Man guilty of exporting high tech rifle scopes

PHILADELPHIA – The L3 Thermal Eye Renegade 320 is a rifle scope designed to help American troops detect an enemy combatant a half-mile away in the dark.

For $12,000, it’s also just an online click away.

That’s why U.S. Immigration and Customs Enforcement agents were suspicious when they got a tip in 2010 that a Philadelphia man had bought that scope and other military-grade night-vision items.

There are no battlefields in Bustleton.

The investigation that sprung from that tip entered its final phase Friday when a Philadelphia judge opened a sentencing hearing for a Belarusian national accused of illegally exporting at least 100 of the devices.

Prosecutors said Siarhei Baltutski was the ringleader of an international arms network that recruited U.S. straw buyers, including Belarusians living as legal permanent residents in Philadelphia. They say he paid at least $700,000 for about 100 banned items, though they say they suspect both numbers could be higher.

Baltutski allegedly put the items up for resale on the black market, but agents cannot say for sure who bought them.

“We know that similar devices have ended up in the hands of insurgents fighting U.S. forces in Iraq and Afghanistan,” Assistant U.S. Attorneys Robert Livermore and Jerome Maiatico wrote in a memo to Judge Paul Diamond. They asked Diamond to imprison Baltutski for more than a dozen years.

The case spotlighted the struggles of federal agents trying to disrupt the illegal flow of military-grade equipment in an era when so many transactions occur anonymously and electronically.

Though night-vision goggles, thermal imaging cameras and similar high-tech devices are manufactured for American troops — and many carry four- and five-figure price tags — vendors are allowed to market and sell them commercially in the U.S. if buyers pledge to keep them here.

Policing the sales can be difficult. Baltutski and his straw buyers bought half their items on eBay.

In the most recent fiscal year, Homeland Security Investigations, an ICE division, reported launching more than 1,800 counter-proliferation investigations, arresting 517 people, logging 399 convictions, and recovering millions of dollars of illegally smuggled items.

Retired Army Col. Kevin McDonnell, who commanded Special Operations forces in Iraq and Afghanistan, told Diamond the United States was unmatched when it comes to night-combat capabilities. But if such devices get out, he said, enemies will learn to match or counter the technology and put GIs in danger.

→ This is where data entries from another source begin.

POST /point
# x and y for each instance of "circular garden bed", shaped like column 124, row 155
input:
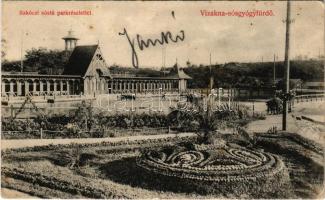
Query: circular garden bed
column 208, row 169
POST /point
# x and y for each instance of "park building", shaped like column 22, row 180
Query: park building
column 87, row 73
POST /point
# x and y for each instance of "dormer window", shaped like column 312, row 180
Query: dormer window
column 99, row 56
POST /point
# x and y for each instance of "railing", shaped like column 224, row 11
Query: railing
column 309, row 97
column 50, row 134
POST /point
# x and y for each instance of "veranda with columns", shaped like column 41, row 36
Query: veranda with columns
column 143, row 85
column 39, row 85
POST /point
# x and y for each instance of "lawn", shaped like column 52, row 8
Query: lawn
column 109, row 170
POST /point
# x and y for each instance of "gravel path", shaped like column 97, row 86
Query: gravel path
column 5, row 144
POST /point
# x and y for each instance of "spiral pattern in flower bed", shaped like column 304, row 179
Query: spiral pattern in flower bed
column 216, row 170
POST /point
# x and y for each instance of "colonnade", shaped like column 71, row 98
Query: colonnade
column 39, row 87
column 140, row 85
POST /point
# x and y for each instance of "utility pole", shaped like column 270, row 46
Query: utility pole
column 21, row 52
column 211, row 77
column 274, row 70
column 287, row 70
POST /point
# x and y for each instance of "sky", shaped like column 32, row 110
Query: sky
column 226, row 38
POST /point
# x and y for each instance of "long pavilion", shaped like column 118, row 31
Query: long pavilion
column 87, row 73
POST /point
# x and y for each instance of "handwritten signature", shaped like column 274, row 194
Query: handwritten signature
column 166, row 37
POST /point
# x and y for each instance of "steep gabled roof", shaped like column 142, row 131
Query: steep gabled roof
column 80, row 60
column 178, row 73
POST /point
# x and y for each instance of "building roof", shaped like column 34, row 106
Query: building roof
column 70, row 36
column 314, row 83
column 178, row 73
column 80, row 60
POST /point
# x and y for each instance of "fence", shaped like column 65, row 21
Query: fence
column 309, row 97
column 50, row 134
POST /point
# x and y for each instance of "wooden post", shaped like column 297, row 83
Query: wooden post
column 287, row 70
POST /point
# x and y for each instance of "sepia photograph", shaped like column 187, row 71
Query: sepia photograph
column 162, row 99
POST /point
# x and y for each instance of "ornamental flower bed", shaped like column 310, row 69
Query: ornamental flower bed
column 216, row 170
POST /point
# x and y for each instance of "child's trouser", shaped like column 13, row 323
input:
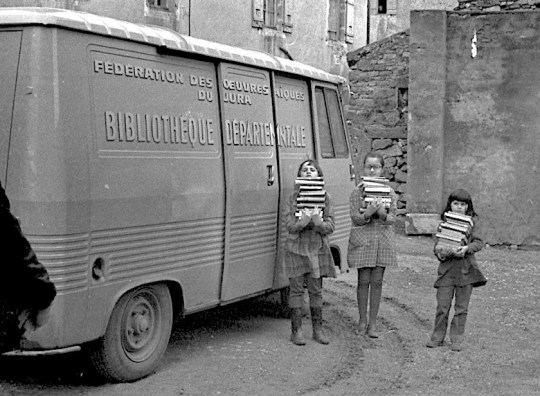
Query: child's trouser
column 296, row 291
column 445, row 295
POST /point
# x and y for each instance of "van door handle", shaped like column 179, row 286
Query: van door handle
column 271, row 177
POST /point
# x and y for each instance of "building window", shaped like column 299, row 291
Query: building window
column 340, row 20
column 332, row 137
column 403, row 101
column 161, row 4
column 287, row 16
column 383, row 7
column 272, row 14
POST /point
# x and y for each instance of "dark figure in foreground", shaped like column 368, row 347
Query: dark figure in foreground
column 457, row 274
column 26, row 291
column 309, row 258
column 372, row 245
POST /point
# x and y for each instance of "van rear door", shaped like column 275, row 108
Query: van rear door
column 10, row 43
column 334, row 158
column 295, row 144
column 252, row 183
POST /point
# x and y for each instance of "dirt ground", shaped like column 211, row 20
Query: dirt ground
column 244, row 349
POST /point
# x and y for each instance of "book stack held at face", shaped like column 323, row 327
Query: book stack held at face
column 454, row 230
column 376, row 187
column 311, row 195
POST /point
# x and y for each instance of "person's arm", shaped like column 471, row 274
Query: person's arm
column 475, row 243
column 325, row 225
column 356, row 207
column 293, row 223
column 28, row 279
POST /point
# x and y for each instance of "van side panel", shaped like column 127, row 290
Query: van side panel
column 295, row 144
column 10, row 42
column 252, row 180
column 336, row 168
column 158, row 189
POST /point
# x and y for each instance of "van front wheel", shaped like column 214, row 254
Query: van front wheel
column 137, row 335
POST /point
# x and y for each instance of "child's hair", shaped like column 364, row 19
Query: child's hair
column 310, row 162
column 463, row 196
column 373, row 154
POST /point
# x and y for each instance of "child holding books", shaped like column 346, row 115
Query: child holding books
column 372, row 240
column 308, row 258
column 26, row 290
column 457, row 275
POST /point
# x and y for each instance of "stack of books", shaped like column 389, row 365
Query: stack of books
column 311, row 195
column 376, row 187
column 454, row 230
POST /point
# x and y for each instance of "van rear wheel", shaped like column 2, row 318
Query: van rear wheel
column 137, row 335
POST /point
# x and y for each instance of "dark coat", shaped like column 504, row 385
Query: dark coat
column 457, row 271
column 309, row 247
column 371, row 242
column 24, row 284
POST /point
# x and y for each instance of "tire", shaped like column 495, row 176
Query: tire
column 137, row 335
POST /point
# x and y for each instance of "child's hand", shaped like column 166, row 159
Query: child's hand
column 371, row 209
column 317, row 219
column 381, row 211
column 304, row 219
column 460, row 251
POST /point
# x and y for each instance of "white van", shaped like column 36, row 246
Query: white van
column 149, row 171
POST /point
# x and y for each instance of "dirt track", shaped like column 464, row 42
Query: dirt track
column 244, row 349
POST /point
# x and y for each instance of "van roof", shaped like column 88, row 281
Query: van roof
column 156, row 36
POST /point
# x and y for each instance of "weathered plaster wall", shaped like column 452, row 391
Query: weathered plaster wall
column 489, row 132
column 497, row 5
column 230, row 22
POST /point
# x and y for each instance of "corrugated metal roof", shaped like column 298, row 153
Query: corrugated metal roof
column 156, row 36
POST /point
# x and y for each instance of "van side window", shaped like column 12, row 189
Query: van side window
column 331, row 130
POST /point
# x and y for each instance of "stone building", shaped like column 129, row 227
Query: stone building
column 315, row 32
column 474, row 128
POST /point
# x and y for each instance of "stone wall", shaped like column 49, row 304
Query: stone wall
column 378, row 110
column 473, row 118
column 497, row 5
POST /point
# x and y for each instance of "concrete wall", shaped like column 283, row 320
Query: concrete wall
column 497, row 5
column 474, row 118
column 375, row 119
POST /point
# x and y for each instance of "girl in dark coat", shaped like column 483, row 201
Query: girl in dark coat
column 25, row 288
column 309, row 257
column 457, row 274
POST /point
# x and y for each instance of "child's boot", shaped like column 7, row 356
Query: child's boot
column 297, row 337
column 362, row 294
column 316, row 319
column 374, row 303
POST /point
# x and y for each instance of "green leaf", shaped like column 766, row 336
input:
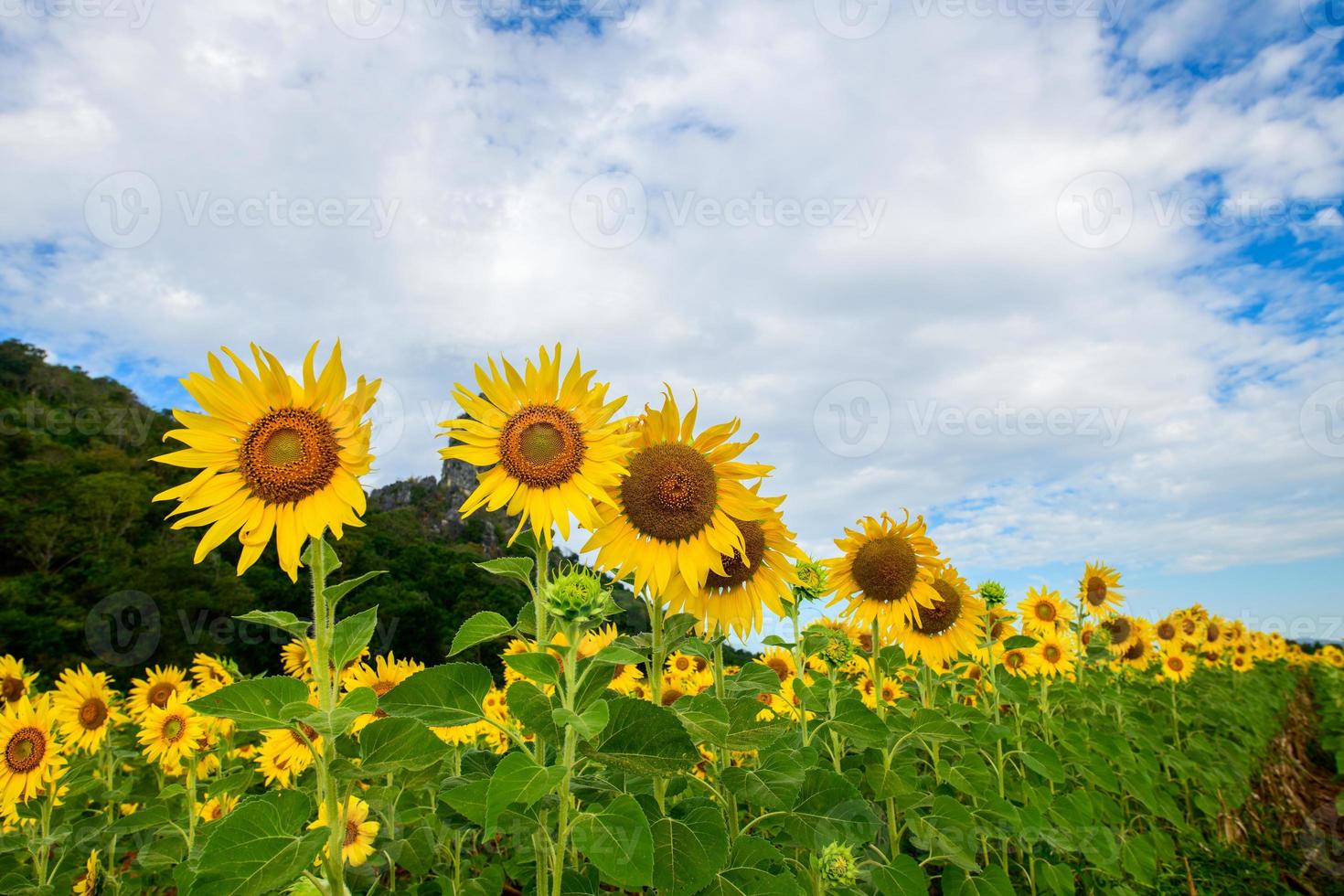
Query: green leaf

“It gives the enemy such a significant advantage,” McDonnell testified.

Baltutski, 41, described in court filings as a small businessman from Minsk, was nabbed by Philadelphia-based ICE agents as he stepped off a plane at New York’s JFK Airport in 2012. On Friday he said nothing as he sat silently in court.

He pleaded guilty in January to conspiracy charges, but his lawyer, Nicholas Wooldridge, challenged the breadth of the conspiracy and even its purpose.

Wooldridge argued Friday that Baltutksi merely wanted the equipment to hunt wild pigs at night in his homeland. He gave the judge a photo of the defendant after a memorable shoot: Baltutski standing over a dead boar, decked out in hunter’s garb and clutching a rifle with a night-vision scope.

Diamond was dubious. “In my view it would seem this was like purchasing an atom bomb to kill a gnat,” he said, noting that Baltutski bought scores of items. “It just doesn’t add up.”

But after four hours’ testimony and arguments, Diamond agreed to postpone the proceeding till later this fall so Wooldridge can call an expert to testify on use of the devices by hunters.